しかも遥夢は公園で逢ったのが俺だとは気付いてないようだった。


笑いながら遥夢の肩に手を置き、抱きつく遥夢を俺の方に反転させる彰人。


もじもじとした遥夢が俺に視線を向けたとき、


「マツ、遥夢様が驚いているぞ。いったい何をした?」


穏やかで静かな彰人の声が俺に掛けられた。


「心外だなー。なンもしてねぇよ…。」


俺は彰人にわざとらしいため息をつきながら応えたんだ。



マツって名前にも反応を示さない遥夢。


公園での出逢いが頭からごっそり抜け落ちたのか?


ぼんやりとした様子の遥夢に少し落胆してしまった。


だけど、逆に初対面の方が今後動きやすいと思い気を取り直して遥夢に声を掛けた。


「突っ立ってねぇで座れば?」


さりげないボディタッチも忘れずに、遥夢の肩に手を添えてガーデンセットの椅子に誘導する。


やっと逢えた。


本当はぎゅっと抱きしめて腕の中に閉じ込めてしまいたい。


そんな気持ちをぐっと押し込んだんだ。


テーブルの上に用意されているのはアイスティー。


「温室は暖かいので冷たい飲み物にしました。

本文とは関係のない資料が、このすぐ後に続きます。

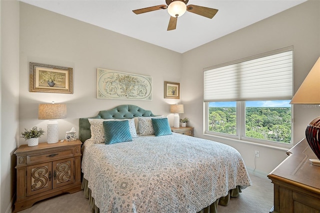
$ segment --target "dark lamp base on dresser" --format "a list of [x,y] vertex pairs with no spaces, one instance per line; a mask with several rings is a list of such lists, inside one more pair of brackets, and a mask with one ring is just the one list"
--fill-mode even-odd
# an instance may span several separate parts
[[320,212],[320,166],[309,159],[316,157],[304,139],[289,150],[289,155],[268,177],[274,183],[274,213]]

」

レースをあしらわれた綺麗なコースターに置かれたグラスはキラキラと琥珀色に輝いていて、とても綺麗だ。


「気が気くね。さすが彰人。」


俺はクルクルとストローを回しながら笑顔で話した。


けど、点数稼ぎの上手い彰人に少し腹立たしさを感じたんだ。


スマートな執事を演じきる彰人。


ちょっとした悪戯心が働いたって仕方ないよな?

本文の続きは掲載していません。